Irrelevant, was die Passagiere für ihre Tickets bezahlen.

Germanwings ist eine Tochter von Lufthansa.
Ergo wird sie auch von der Lufthansa Technik gewartet, einem Weltmarktführer auf diesem Gebiet.

Ich glaube kaum, daß die Techniker bei einem Germanwings Airbus sagen. “Och, lassen wir mal die Schrauben hier weg. Ist ja nur die Billig-Tochter.”

Durch die Behörden sind zudem strenge Wartungsintervalle vorgegeben, die nicht ausgelassen werden können.

Wie kann so was Schreckliches passieren?!

Wie kann so was nicht passieren?

Unglücke sind Alltag.
Krieg ist Alltag.
Krankheiten sind Alltag.

Alltag ist Leben und Sterben.

Auch in Deutschland, wo wir das unsägliche Glück haben, uns nicht ständig vor Tsunamis, Hurricanes, Erdbeben, Seuchen, Krieg, Hunger, Vertreibung, Massenvergewaltigung oder anderen Gewaltttaten fürchten zu müssen.

Uns geht es hier irrsinnig gut!
Und weil es uns so irrsinnig gut geht, können viele, die noch nicht an eigenem Leib mit elendigen Situationen konfrontiert wurden, diese dumme Frage stellen.

Oh je, nun traue ich mich gar nicht mehr zu fliegen!!

Lufthansa transportiert pro Jahr mehr als 100 Millionen Fluggäste.
Das sind seit Gründung Millarden Passagiere, die sicher dort angekommen sind, wo sie hinwollten.

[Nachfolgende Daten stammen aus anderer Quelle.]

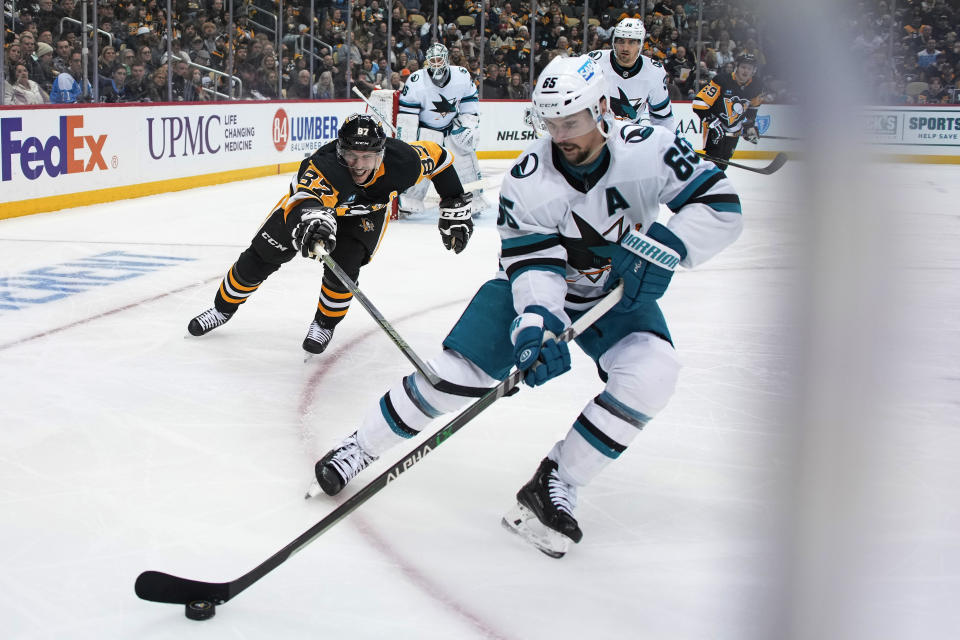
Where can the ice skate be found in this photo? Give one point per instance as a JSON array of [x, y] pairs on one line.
[[544, 512], [317, 338], [207, 322], [334, 470]]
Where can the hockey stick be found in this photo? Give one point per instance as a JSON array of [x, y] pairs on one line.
[[418, 364], [780, 138], [163, 587], [778, 161], [375, 111]]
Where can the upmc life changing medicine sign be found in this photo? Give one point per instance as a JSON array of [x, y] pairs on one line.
[[46, 152]]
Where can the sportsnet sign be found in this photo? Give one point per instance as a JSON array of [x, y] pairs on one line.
[[70, 148]]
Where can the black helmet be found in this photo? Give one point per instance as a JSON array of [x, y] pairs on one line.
[[361, 132]]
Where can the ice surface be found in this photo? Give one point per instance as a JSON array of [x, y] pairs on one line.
[[126, 445]]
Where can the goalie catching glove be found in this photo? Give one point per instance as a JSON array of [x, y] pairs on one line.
[[465, 131], [317, 224], [456, 222], [646, 268]]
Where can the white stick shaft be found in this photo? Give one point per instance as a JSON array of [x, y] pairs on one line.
[[375, 111]]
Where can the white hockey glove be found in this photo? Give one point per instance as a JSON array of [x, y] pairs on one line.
[[456, 222], [317, 224], [716, 131], [532, 120], [466, 131], [408, 126]]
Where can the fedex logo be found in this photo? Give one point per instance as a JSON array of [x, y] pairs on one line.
[[55, 155]]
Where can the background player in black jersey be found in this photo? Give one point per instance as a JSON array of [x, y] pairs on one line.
[[727, 108], [341, 197]]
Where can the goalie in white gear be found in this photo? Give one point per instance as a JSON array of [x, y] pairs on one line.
[[578, 213], [636, 86], [440, 103]]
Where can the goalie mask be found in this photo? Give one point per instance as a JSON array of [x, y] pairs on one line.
[[360, 145], [436, 64], [565, 88]]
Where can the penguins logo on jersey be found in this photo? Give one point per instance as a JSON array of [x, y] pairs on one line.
[[526, 166], [763, 124], [735, 108]]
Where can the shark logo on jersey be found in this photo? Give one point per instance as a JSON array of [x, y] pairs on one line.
[[635, 134], [624, 107], [444, 106], [763, 124], [526, 166]]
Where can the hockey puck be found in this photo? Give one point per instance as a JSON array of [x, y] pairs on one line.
[[200, 610]]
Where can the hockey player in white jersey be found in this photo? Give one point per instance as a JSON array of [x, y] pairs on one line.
[[636, 86], [578, 212], [440, 103]]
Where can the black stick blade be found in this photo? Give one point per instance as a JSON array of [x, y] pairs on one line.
[[162, 587], [778, 161]]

Inklusive Abstürzen bei Testflügen sind durch Lufthansa-Maschinen weltweit bis gestern morgen 178 Menschen gestorben.
Nun sind es 328 tragisch Verunglückte.

Allein im Jahr 2014 gab es in europäischen Straßenverkehr über 24.000 Tote.

Versteht mich bitte nicht falsch: Jeder Tote ist ein Toter zu viel.
Aber jeder, der ein Auto benutzt, darf nicht mal mit der Wimper zucken, um mit einem Flugzeug zu reisen.

Noch wissen wir nicht, was die Ursache war.
Was wir aber wissen oder nicht verdrängen sollten: alles ist fehlerhaft.
Die Natur, der Mensch und das Material.

Wo Menschen tätig sind, passieren Fehler.
Und wo immer mehr selbstdenkende und -handelnde Software im Einsatz ist, erst recht.
Es können Fehler aus der Materialproduktion sein oder eine unglückliche Koinzidenz verschiedener klimatischer oder natürlicher Ursachen, die nur in ihrer Summe zu einem Absturz führen.

Vielleicht liegt es in der Natur des Menschen, so verkrampft nach dem einen Schuldigen zu suchen, weil es dadurch so leicht wird, das Risiko des Lebens zu verdrängen.
Aktionismus gegen Innehalten und Akzeptieren.

Die Toten werden durch Schuldzuweisungen nicht mehr lebendig.

Das Risiko des Lebens dagegen ist immer da.
Jeder Tag kann unser letzter sein.

Deshalb laßt uns nun derer gedenken, die seit gestern in tiefer Trauer sind.
Und dankbar sein für die unbekannte Zeit, die wir selber noch haben.